Na verdade, ele não queria assumir o motivo: estava quebrado. Cinco e somente cinco palavras alheias foram lhe suficientes para arruinar. Sua nova ideologia sobre relacionamentos tinha um calcanhar de Aquiles: acontecer exatamente o que ele dizia não querer.
Ela sabia que fazia naquele bar. Era uma época boa de sua vida, que acabava de ser arruinada pelo sumiço daquele que parecia ser o homem de sua vida. Não que ela quisesse casar com ele viver eternamente a seu lado, mas, poxa, não queria que terminasse tão cedo.
Sua amiga S. não quis saber de tristeza e foram ao bar para afogarem-na em álcool. Porém, sem perceber, as amigas se distraíram e deixaram sumir. K. entrou no banheiro e não quis mais sair. Queria descer descarga abaixo e sumir. Indignava-se pelo fato de tal estado ser motivado por uma pessoa.

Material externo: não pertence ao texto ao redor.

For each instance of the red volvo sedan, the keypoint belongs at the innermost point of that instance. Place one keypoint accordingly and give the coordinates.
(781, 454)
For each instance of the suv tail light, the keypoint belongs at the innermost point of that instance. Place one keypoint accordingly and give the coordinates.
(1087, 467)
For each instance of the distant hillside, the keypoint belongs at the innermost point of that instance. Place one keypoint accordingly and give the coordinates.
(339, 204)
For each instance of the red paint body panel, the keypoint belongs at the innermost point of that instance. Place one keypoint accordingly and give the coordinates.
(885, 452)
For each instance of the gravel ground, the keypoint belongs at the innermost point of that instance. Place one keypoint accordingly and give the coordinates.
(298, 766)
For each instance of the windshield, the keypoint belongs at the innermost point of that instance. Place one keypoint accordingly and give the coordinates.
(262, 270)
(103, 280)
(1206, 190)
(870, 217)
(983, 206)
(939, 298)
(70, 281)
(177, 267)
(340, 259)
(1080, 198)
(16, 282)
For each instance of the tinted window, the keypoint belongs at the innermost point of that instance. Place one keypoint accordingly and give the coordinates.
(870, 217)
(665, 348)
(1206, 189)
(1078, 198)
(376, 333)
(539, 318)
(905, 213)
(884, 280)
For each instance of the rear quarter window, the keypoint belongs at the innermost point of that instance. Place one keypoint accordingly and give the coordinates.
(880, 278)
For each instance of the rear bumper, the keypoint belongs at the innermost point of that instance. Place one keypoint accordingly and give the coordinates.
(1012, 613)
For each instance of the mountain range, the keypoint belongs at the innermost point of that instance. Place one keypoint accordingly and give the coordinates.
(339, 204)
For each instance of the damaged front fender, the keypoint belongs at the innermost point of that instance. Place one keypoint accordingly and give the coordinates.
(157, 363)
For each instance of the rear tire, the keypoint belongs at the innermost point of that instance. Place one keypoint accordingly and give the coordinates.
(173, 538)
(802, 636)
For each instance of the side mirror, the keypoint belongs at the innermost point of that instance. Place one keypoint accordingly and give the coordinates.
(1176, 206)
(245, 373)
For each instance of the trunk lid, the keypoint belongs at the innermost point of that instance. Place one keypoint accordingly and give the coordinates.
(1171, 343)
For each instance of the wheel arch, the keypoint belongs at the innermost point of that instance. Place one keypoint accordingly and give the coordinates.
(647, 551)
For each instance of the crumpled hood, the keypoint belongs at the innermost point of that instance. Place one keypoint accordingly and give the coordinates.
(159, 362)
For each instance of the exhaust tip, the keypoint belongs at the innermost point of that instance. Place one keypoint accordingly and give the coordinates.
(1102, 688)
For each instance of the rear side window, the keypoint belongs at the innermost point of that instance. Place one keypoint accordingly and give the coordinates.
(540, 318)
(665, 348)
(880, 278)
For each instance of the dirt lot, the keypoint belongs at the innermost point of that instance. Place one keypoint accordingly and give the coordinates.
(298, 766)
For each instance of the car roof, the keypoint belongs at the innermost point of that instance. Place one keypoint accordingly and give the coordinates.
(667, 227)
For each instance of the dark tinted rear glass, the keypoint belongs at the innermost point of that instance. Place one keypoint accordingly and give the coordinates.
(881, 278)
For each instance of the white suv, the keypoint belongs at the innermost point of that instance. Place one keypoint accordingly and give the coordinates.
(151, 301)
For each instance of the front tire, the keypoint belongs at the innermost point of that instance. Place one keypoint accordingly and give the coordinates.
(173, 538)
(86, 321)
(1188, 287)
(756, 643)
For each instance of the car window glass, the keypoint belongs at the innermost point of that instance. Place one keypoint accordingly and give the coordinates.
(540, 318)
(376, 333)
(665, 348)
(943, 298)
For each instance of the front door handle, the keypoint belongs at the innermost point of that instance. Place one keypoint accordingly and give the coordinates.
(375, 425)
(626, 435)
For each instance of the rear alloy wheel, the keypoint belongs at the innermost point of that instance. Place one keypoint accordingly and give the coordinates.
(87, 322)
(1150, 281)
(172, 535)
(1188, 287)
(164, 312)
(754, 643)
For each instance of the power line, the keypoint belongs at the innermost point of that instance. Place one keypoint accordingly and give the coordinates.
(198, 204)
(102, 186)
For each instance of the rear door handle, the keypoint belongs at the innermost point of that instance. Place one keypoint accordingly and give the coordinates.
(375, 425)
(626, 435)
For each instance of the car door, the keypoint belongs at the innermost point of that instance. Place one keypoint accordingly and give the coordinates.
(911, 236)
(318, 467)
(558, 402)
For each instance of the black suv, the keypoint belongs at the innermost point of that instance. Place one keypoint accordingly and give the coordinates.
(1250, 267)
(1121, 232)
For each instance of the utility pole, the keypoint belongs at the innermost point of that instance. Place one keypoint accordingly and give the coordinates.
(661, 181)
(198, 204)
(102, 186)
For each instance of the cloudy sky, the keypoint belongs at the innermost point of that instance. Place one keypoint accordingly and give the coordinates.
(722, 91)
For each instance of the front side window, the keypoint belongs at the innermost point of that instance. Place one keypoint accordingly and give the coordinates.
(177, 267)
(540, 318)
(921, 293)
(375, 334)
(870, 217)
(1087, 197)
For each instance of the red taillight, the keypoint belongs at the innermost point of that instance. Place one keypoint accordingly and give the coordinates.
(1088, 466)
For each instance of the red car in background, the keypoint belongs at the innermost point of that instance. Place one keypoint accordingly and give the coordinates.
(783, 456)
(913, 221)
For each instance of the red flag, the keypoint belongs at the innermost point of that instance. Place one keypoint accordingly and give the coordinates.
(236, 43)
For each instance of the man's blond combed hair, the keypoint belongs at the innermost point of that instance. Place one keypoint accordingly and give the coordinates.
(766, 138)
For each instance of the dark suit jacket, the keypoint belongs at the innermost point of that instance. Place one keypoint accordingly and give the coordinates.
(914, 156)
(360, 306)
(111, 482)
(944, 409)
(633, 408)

Enfim, lamúrias a parte, vamos aos fatos daquela noite de terça-feira, após um dia iniciado com um estranho sonho envolvendo sua cidade natal, ruas de chão, ônibus sem luz, bancos empoeirados e distanciamento; e uma sms pedindo para que as coisas do rapaz fossem postas em uma caixa e deixadas na portaria do prédio dela.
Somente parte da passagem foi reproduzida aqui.